Amigos, aproveitei esta crônica para falar de um tema polêmico e que muitos falam sem conhecimento. A finalidade da crônica não é dar conhecimento de nada, mas que não nos tornemos mais desumanos que já somos.
Blogueiro impaciente
O médico cubano
Naquelas redondezas
nunca houvera médicos. Os nascimentos eram com as parteiras, as doenças
curavam-se com chás e o óbito, sim, o limite próprio da existência na última
morada. Disseram da “importação”
de médicos cubanos para regiões distantes, aonde médico brasileiro não quer
sujar seu jaleco branco. Importação, como se fossem produtos. De férias
naquelas paragens vi um. De óculos grossos e feições a lembrar o senhor Barriga
do seriado Chaves. Pronto, o socorro de minhas viroses, gripes encubadas e...

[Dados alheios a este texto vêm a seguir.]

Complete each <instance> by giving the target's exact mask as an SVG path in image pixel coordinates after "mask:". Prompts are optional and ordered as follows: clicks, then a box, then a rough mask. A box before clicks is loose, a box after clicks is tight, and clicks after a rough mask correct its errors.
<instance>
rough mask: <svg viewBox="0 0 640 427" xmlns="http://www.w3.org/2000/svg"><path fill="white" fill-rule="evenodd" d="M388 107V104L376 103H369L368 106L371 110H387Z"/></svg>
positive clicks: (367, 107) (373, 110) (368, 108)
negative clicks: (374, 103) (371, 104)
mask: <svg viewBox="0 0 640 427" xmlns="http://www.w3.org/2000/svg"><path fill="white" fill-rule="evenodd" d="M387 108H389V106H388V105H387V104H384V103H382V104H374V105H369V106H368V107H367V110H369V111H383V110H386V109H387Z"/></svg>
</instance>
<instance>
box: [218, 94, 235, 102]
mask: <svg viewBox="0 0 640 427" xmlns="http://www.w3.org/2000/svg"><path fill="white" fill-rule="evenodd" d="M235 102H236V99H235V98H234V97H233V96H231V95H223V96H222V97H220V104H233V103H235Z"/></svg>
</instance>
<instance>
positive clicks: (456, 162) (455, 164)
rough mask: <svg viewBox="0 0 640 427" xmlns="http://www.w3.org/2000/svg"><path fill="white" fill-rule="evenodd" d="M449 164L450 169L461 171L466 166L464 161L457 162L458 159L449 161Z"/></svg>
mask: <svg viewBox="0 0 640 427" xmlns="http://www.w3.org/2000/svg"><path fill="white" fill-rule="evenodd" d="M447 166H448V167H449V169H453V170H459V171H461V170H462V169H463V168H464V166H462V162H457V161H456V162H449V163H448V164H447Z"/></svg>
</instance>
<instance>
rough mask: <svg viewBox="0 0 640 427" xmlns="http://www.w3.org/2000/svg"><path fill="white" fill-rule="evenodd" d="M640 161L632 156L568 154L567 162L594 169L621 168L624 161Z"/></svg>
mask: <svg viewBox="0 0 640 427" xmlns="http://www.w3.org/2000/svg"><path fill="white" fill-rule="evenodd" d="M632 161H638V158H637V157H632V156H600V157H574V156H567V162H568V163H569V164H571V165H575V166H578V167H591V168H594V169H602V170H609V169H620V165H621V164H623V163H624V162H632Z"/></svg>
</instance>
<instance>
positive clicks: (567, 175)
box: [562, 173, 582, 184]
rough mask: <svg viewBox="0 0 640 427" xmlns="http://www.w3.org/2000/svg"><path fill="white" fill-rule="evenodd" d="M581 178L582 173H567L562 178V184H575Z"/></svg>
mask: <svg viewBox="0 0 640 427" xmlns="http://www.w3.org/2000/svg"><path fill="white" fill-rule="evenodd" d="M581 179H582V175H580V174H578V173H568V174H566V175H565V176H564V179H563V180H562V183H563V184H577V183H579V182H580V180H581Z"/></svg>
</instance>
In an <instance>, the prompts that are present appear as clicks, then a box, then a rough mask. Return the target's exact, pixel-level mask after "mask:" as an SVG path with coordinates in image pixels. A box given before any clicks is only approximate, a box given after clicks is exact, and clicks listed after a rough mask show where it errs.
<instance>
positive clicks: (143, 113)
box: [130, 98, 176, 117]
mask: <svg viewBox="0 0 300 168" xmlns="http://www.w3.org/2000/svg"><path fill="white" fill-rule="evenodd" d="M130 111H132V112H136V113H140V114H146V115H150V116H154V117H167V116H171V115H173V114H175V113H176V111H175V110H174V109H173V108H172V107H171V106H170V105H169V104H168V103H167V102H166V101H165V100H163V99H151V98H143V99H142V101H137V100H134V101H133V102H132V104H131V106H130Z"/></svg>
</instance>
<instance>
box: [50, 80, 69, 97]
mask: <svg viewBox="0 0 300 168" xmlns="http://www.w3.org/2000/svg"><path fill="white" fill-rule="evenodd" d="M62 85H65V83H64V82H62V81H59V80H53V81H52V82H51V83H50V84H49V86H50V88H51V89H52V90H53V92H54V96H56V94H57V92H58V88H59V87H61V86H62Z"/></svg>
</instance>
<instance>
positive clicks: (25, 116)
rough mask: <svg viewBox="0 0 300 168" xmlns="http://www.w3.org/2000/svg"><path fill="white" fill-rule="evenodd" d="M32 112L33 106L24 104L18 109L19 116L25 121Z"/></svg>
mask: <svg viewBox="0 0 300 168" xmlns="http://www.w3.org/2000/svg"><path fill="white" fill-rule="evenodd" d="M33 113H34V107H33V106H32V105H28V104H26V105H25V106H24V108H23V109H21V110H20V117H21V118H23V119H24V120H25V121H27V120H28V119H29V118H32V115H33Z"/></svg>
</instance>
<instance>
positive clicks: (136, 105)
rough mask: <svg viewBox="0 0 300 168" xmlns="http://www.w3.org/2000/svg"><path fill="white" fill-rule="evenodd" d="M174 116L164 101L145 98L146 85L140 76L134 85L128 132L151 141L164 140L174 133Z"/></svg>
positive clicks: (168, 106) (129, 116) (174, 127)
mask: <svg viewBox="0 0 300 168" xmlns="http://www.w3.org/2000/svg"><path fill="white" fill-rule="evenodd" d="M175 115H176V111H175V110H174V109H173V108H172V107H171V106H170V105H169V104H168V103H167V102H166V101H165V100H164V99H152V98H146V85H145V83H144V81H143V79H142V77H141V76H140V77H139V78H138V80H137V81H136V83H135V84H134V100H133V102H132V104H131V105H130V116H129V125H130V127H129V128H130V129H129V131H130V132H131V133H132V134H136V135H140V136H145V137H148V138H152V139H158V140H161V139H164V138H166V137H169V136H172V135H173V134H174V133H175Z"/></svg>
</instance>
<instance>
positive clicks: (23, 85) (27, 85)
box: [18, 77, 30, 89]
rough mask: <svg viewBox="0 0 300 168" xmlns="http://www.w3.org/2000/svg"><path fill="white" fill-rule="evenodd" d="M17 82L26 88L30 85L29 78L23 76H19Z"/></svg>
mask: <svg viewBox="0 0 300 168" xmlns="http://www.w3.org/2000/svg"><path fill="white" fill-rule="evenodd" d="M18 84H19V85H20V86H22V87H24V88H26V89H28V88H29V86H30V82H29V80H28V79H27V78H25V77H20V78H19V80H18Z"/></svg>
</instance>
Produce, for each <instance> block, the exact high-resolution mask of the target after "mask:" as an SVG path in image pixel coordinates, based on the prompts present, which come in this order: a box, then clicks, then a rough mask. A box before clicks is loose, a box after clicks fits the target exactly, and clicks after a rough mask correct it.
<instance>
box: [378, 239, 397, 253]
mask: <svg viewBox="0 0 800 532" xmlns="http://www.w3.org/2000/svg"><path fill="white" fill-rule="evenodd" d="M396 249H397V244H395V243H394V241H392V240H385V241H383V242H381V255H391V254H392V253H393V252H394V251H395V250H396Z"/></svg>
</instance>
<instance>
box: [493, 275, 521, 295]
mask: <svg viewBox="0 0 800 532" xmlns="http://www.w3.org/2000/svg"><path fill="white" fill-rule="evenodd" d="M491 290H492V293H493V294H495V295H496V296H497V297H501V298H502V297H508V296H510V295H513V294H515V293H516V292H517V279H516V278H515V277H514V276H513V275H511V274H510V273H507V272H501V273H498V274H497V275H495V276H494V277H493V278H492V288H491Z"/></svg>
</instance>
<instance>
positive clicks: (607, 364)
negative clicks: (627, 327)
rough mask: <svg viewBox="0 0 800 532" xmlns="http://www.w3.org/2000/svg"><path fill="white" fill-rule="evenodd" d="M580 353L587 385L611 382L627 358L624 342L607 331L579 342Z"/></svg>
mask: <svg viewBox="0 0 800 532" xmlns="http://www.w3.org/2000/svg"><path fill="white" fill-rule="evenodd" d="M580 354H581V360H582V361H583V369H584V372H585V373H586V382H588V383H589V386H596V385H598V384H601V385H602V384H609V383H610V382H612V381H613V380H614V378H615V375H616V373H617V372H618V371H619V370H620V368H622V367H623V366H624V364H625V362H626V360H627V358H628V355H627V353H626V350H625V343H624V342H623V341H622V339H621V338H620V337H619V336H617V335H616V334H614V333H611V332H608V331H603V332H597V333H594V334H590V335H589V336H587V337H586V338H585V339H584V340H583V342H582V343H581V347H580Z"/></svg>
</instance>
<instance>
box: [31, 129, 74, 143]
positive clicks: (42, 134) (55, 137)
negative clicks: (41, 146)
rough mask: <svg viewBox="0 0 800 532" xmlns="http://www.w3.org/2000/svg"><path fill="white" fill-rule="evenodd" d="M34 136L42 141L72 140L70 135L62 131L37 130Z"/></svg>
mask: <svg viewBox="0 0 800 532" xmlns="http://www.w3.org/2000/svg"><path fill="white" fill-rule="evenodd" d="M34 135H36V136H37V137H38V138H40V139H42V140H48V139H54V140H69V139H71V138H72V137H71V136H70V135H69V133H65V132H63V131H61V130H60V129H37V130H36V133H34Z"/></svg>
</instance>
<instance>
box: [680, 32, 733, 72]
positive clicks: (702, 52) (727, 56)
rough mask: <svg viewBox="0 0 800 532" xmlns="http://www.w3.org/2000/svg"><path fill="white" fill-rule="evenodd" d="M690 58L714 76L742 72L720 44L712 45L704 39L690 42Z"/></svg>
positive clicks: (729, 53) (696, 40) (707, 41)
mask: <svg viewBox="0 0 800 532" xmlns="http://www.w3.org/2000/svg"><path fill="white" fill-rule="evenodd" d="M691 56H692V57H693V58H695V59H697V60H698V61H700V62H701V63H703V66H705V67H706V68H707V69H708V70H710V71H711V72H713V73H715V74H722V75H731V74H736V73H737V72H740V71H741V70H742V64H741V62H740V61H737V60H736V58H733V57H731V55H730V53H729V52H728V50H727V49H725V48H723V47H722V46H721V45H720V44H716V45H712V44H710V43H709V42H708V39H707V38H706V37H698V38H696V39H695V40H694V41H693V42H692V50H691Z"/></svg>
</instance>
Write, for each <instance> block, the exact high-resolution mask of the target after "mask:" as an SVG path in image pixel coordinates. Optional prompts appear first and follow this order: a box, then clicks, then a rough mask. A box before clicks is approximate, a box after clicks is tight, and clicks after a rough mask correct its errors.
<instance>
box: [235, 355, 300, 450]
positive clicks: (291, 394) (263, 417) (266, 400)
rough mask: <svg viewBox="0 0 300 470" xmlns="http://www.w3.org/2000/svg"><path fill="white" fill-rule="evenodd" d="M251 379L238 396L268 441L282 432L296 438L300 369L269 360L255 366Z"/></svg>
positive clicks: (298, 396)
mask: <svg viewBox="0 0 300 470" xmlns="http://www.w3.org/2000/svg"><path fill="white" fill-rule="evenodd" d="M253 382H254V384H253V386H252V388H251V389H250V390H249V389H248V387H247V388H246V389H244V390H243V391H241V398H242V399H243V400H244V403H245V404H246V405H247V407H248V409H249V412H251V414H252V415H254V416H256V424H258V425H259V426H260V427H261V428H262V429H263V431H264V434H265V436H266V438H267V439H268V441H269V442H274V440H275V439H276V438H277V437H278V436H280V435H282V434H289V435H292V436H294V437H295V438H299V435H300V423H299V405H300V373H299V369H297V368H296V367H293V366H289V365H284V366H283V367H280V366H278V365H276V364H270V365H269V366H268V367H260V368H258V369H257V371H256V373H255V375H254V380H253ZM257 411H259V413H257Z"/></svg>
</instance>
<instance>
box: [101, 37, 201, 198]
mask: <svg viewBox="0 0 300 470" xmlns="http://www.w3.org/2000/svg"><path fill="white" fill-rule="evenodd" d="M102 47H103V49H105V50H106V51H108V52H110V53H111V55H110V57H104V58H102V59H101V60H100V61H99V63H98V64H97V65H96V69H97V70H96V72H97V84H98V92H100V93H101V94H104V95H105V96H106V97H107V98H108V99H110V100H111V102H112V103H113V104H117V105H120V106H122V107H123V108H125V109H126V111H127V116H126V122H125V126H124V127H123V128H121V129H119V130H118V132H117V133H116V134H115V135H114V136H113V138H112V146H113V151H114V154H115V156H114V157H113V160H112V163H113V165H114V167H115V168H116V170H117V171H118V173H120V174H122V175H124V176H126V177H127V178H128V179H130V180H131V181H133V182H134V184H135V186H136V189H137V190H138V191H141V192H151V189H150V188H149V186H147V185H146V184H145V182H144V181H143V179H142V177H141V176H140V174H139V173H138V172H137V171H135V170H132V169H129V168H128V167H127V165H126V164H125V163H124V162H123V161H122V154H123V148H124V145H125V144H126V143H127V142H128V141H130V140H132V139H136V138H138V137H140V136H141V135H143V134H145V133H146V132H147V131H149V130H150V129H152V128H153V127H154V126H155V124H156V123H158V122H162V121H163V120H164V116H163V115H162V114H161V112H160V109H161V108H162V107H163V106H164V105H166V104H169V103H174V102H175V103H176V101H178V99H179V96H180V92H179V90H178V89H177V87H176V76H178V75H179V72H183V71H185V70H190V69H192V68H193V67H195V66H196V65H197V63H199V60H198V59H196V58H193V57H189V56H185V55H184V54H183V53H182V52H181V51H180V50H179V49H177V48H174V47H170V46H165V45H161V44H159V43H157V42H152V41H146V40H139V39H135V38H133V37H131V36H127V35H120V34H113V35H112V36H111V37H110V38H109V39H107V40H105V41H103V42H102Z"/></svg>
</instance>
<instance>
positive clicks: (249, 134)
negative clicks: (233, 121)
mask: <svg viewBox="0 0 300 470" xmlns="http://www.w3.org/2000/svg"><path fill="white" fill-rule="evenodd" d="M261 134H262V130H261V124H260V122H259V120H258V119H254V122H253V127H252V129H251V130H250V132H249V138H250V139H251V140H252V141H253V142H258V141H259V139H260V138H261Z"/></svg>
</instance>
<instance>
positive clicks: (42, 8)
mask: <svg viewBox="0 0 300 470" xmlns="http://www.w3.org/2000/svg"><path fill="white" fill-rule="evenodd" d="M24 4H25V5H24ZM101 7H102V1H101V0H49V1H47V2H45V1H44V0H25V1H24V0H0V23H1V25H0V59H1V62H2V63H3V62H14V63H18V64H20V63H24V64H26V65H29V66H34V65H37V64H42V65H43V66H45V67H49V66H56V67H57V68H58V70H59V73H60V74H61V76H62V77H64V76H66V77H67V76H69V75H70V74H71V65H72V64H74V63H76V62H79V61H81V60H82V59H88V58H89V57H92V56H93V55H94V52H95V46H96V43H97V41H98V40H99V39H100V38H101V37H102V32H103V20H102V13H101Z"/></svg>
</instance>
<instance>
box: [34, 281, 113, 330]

aatchin (espirros constantes), pior que tosse, evoluíra para o espalha-vírus, estes
terríveis incidentes sociais, dos quais a pessoa amada logo manda você colocar
a mão na boca, e diz que horror para as paredes. Talvez eu tivesse cura para
esse vexame, aliás, atire a primeira pedra quem consegue segurar um espirro,
nem o Barbosa consegue – acho que foi assim que aprendi a falar, aaaaatchinnn,
espirrando sílabas. Lá no P.S. Aguardei
numa pequena fila e depois fiquei sabendo que nela estavam todos doentes da
cidade, cujo nome não me lembro e cuja entrada era pela rua de saída. O médico
falava um portubano e de rosto afável de gorducho. Quase me veio uma chacota
para fazer dele e ele percebeu, riu antes. Pude observar da
maca, como paciente da vez, que um cão nos olhava. Ora, ele deixava seu animal
ali sem coleira pela ala médica, a transmitir alergias o peludo. Sim, um cão
todo desgrenhado, malhadinho e feio, que brinca nos açudes e pelas caatingas
poeirentas, a me vigiar com seus pelos eriçados. Fazia o médico seu
diagnóstico num silêncio abissal que eu podia ouvir as batidas do meu coração,
tuc-tuc, tutuctuc; tudo bem, confundi algumas destas batidinhas com as do rabo
do cachorro na cadeira. E ainda deu outros tuc-tuc no meu costado, nos pulmões. Sentamos à mesa de
receitar. Ele franzia a testa, mas sereno. O cachorro deitou ao meu lado com a
língua de fora. Agora só faltava a foto do Fidel Castro na parede, a ditador, e
a assinatura do senhor Barriga na receita... uns dois sapos em jejum por dia, um
já engolira. Comunista safado, haveria de se pensar, vendo-o rabiscar
delgadamente o papel brasileiro, com o mesmo jaleco que vi na tevê. E por fim
disse:
- O señor non vai
tomá nada.
Nada?! Aproveitei a
deixa e ia enfiar meu bom português nos seus ouvidos, mas gaguejei.
- Esse cachorro é
seu?
- Non, esse é o
Chiquinho, num lembra?
Ah, o cachorro sem
dono que visitou o papa argentino. Papa argentino, médico cubano, computador
paraguaio, lanche americano, espionagem americana de e-mail e da rede social (talvez
eles estejam lendo isso)...
- E a receita?
- Quê receita? O
señor vai se consultar com Fono.
- Fono! E a virose?
- Virose! O senhor
tem problema de comunicação, fala cuspindo.
Saí de lá e depois
da Fono a virose sarou ou se acomodou no fundo da caixa de remédios
alopáticos. Eu não tinha nada, somente uma doença crônica, a de escrever.